Sharif was allowed back from exile late last year as staunch US ally Musharraf’s power was ebbing following a clash with the judiciary. The two-time prime minister’s party came second in a February election.
“We asked you to quit with honor after the election but you didn’t,” Sharif said in a speech to up to 15,000 protesters outside parliament, referring to Musharraf.
“Now people have given a new judgment for you ... they want you to be held accountable,” he said, as the crowd shouted: “Hang Musharraf.”
Sharif had previously called for Musharraf to be tried for treason, for tearing up the Constitution and his coup.
“Is hanging only for politicians?” asked Sharif, referring to former prime minister Zulfikar Ali Bhutto, hanged by a military dictator in 1979. “These blood-sucking dictators must be held accountable.”
Musharraf’s popularity dived after he dismissed Supreme Court chief justice Iftikhar Chaudhry last year, sparking months of turmoil that raised concern for the prospects of the nuclear-armed country on the front line of the US-led campaign against terrorism.
Sharif backs a campaign by lawyers to have Chaudhry and other judges reinstated and he was speaking at a rally outside parliament marking the climax of a cross-country motorcade protest by lawyers and activists.
Tens of thousands of protesters swarmed into the capital on Friday for the raucous rally led by lawyers.

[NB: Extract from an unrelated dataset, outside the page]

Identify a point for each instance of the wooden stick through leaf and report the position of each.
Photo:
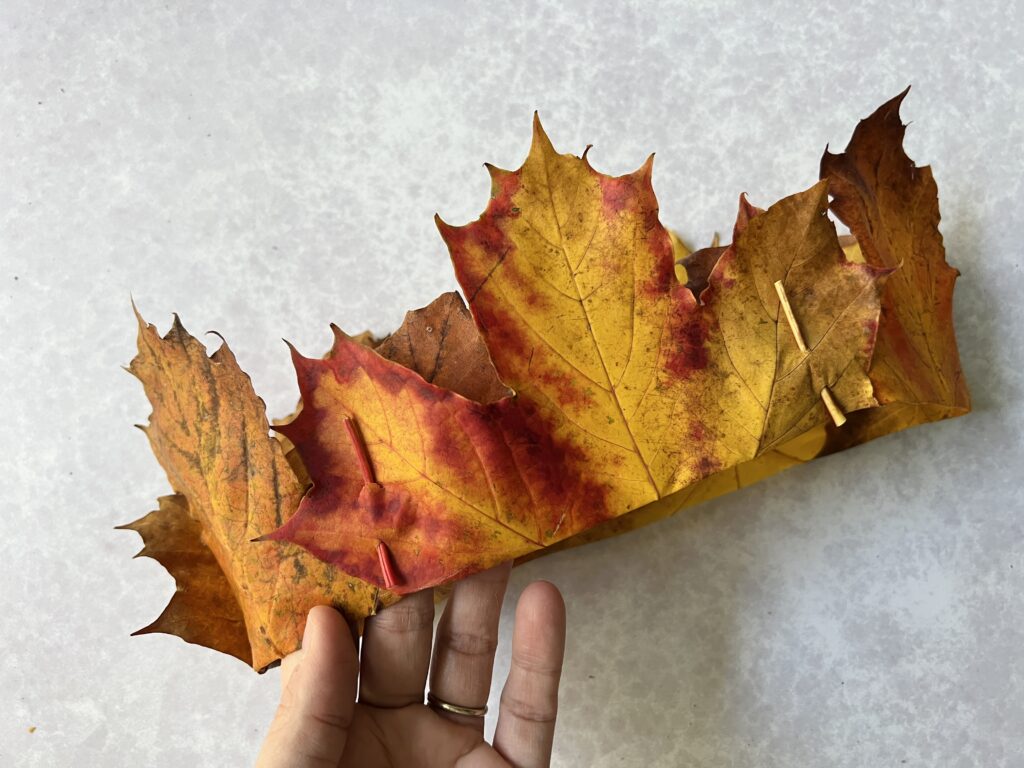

After about 30 hours on the road, senior lawyers, joined by politicians, took to a stage atop shipping containers a few hundred meters from Pakistan’s floodlit parliament early yesterday.
People had massed at towns along the Grand Trunk Road as the “Long March” crawled toward Islamabad on a hot, humid day, with protesters shouting: “Go, Musharraf, go!”
Police estimated 40,000 joined the procession at its height.